CNN's State of the Union: Senators Chuck Schumer (D-NY), Markwayne Mullin (Fascist-OK) and John Fetterman (D’ish-PA); Rep Jasmine Crockett (D-TX);
Fox Fascism Sunday: Senators Roger Marshall (Fascist-KS) and Tim Kaine (D-VA).
Happy viewing!
-
Ten years ago in C&J: September 19, 2015
JEERS to messing with the wrong kid. Texas Police cuffed and hauled a 13-year-old brown-skinned American kid with the scary name "Ahmed" off to jail because he used his brains and basic science to create a cool homemade clock for a school project. The backlash was swift. The hashtag #StandWithAhmed trended all day long, and President Obama invited him to the White House for a root beer summit. But not everyone was on Ahmed's side: last night Bill O'Reilly branded #ClockLivesMatter a hate group, and Rick Perry stepped onto his front lawn to announce that a stopped clock-bomb is right once a day. Moments later, his wife came running out with his bathrobe screaming things at him that can't be repeated here. So, all in all, it was another day in Texas ending in y.
-
And just one more…
CHEERS to America's favorite literary boogeyman. 78 skulls go on the birthday cake Sunday of most-famous-Mainer Stephen King, born September 21, 1947 in Portland. King is an unabashed Democrat (actively yet Quixotically trying to dislodge Senator Susan Collins from her perch every six years) who isn't afraid to speak his mind, which he occasionally does by blowing up Blue Sky:
» ICE looking more and more like the American Gestapo.

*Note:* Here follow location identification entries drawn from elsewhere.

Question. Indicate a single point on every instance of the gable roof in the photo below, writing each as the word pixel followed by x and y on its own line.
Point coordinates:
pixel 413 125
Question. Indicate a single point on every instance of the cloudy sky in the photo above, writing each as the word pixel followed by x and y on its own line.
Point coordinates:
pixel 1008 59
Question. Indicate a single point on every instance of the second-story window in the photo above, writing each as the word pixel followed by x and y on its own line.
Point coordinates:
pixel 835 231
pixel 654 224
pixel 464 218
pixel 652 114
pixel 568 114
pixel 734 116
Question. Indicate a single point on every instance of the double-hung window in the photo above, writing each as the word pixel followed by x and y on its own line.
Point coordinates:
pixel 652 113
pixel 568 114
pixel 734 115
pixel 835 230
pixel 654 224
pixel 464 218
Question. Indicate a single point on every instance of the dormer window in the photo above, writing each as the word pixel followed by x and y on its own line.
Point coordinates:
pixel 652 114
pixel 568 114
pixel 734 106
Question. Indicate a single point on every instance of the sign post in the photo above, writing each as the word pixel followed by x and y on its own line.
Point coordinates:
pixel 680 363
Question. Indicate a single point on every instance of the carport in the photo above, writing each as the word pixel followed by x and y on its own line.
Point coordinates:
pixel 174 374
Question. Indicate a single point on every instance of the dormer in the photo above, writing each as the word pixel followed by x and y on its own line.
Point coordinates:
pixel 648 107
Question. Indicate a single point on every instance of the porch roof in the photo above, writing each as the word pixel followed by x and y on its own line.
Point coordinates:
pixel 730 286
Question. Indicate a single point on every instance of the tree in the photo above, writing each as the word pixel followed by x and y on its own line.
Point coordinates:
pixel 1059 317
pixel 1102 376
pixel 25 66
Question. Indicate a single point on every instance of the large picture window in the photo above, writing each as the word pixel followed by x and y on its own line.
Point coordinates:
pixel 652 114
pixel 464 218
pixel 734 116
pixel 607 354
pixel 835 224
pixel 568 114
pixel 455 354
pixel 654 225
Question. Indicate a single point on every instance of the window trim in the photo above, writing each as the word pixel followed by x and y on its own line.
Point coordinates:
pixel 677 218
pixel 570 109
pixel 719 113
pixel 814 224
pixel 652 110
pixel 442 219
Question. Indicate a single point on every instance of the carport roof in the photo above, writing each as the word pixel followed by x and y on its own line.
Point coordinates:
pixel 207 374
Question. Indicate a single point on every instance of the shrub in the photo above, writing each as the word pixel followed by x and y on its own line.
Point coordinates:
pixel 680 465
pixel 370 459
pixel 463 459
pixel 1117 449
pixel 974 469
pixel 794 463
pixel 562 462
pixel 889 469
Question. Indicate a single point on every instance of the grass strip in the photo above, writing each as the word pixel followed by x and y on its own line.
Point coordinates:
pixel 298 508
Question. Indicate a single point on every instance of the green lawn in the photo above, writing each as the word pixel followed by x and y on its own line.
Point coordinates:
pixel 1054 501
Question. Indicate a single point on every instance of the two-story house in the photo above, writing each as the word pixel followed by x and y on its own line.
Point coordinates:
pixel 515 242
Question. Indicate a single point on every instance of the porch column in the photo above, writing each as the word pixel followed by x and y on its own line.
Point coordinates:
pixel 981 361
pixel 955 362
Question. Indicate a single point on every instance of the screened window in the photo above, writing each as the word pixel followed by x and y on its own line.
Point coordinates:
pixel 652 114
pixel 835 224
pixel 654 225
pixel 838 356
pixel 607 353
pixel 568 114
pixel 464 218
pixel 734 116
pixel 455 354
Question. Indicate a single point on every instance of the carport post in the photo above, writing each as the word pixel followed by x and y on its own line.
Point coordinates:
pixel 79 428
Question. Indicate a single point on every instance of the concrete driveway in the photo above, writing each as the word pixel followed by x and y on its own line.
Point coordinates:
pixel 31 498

» Tucker Carlson is your basic white, well-fed, complacent and entitled fuckdoodle.
» Trump and his greedhead cronies may get a big surprise in spite of their efforts to rig the 2026 election. They could find themselves swamped by a blue wave. Americans are wising up to the fact that Trump is turning the American dream into a nightmare.
Happy birthday, Steve. And regards to Mr. Jingles.
» 76 trombones led the big parade? 110 cornets right behind? Are you kidding? If they all played at once, the decibels would blow your eardrums right out of your asshole.
» Free speech? Really? It cost Jimmy Kimmel his job.
» Trump's latest shitshow is to detract from inflation and his ruinous tariffs. As Hitler and Stalin knew, in times of trouble, find a bogeyman.
» What do you call a bear without teeth? A gummy bear.
» As Heather Cox Richardson writes, The Epstein story is about more than the sex trafficking of girls. It's also about rich and privileged people evading accountability for breaking the law." People like Donald Trump, in other words.
» If men could have babies, abortion would be a sacrament.
» Good writing is a delight to those who read it and a mystery to those who write it.
Tonight’s special in the C&J watering hole, as always: half-off Redrum and Cokes.
Have a great weekend. Floor's open...What are you cheering and jeering about today?